The PM stressed that it was only by making this decision today that the transport revolution would come to the north at the earliest opportunity. To fail to do so, he said, would be to effectively condemn the north to poor transport links. For critics of the project, he also attempted to say this was not business as usual. New scrutiny will be applied to those managing the project and what is expected of them. A new ministerial role will also be created, where a minister’s sole responsibility will be oversight of the project. The announcement coincided with a pledge of new funding for bus routes across the UK. This is intended to appease Tory MPs in constituencies that feel hard done by as a result of the decision.

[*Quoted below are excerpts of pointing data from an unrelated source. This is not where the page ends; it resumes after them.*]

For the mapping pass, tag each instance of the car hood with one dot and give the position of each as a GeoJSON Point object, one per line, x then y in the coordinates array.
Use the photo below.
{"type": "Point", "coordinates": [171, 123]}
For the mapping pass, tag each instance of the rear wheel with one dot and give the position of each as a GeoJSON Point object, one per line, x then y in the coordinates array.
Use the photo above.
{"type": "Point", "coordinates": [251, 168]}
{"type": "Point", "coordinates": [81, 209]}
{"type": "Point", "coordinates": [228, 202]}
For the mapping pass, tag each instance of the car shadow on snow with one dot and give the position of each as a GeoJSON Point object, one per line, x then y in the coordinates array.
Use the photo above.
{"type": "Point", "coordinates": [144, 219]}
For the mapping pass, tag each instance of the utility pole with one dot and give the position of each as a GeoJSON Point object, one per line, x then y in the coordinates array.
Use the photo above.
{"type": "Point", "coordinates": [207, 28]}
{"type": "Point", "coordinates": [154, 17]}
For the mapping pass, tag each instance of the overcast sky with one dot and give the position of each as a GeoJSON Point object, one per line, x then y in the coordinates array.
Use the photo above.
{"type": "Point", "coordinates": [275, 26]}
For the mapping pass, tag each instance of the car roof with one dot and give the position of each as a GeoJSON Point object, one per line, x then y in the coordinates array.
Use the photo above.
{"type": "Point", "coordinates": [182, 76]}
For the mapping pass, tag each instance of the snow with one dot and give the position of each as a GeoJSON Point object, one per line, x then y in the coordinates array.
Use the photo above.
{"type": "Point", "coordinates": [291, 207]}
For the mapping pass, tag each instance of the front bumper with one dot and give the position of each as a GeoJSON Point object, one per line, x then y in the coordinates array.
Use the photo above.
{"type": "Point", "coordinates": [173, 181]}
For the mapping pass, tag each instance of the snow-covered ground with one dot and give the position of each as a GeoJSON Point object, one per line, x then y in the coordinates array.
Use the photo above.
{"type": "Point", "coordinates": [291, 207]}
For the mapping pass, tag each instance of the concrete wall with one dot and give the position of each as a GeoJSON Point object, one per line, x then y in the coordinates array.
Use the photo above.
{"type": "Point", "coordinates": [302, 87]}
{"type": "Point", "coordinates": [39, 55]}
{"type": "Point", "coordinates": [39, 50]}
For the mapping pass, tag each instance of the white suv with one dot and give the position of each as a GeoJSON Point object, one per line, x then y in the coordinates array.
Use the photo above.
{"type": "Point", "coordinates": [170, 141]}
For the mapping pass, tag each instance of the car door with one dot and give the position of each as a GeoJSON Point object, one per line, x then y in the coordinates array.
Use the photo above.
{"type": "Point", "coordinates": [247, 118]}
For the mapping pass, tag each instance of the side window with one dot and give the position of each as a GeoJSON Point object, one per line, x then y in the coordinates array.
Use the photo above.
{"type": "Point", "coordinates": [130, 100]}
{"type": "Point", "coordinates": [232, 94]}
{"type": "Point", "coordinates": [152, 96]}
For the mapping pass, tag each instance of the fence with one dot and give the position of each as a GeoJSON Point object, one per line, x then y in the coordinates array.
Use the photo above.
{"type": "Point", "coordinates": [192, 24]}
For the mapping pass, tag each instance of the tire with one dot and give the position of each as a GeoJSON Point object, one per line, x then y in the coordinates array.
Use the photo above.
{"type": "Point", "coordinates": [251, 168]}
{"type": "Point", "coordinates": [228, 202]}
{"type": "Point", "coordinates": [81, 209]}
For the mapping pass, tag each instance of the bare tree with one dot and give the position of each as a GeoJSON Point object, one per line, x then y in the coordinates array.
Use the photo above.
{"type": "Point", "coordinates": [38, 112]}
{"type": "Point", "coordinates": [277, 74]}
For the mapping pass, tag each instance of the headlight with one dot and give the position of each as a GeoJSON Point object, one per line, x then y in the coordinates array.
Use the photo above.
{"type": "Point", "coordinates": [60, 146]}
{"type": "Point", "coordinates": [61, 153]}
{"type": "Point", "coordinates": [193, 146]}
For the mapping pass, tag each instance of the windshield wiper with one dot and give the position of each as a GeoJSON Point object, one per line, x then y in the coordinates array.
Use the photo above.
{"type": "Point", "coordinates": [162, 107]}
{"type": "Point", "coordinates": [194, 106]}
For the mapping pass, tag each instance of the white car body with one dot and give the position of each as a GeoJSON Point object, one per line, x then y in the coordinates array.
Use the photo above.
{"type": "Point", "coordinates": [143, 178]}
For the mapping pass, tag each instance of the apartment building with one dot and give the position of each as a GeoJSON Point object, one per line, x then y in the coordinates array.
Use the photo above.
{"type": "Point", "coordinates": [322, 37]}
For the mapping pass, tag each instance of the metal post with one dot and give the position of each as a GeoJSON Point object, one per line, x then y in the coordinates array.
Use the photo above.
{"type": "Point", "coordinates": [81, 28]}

So what did long-term critics make of the announcement? What was striking from the session is how even vocal opponents of the project sounded resigned to it going ahead. Questions from HS2 critics – including Victoria Prentis and Bill Cash – were focussed more on how to improve the situation slightly than how to stop it entirely. The most hostile question came from Tory backbencher Andrew Bridgen, who suggested HS2 would be an ‘albatross around the neck’ of this government.
However, Johnson gave him short shrift, responding that people always question major infrastructure projects – including when the Treasury was opposed to the M25 – but that doesn’t mean they shouldn’t go ahead. If Johnson’s biggest critic is Bridgen, it’s not a rebellion that will particularly worry No. 10.
For all Johnson’s talk on the need for ambition, there is one infrastructure project the Prime Minister does not sound very keen on. Johnson was asked by an opposition MP if he would take this opportunity to veto a third runway at Heathrow on the grounds that it would damage the environment. He replied:
‘I see no bulldozers at present, nor any prospect of them arriving’.
This is a reference to his previous comments on the project, when the MP for Uxbridge promised his constituents that he would lie in front of the bulldozers to prevent it from going ahead. Johnson’s comments today suggest that the bulldozers will not be arriving anytime in the near future.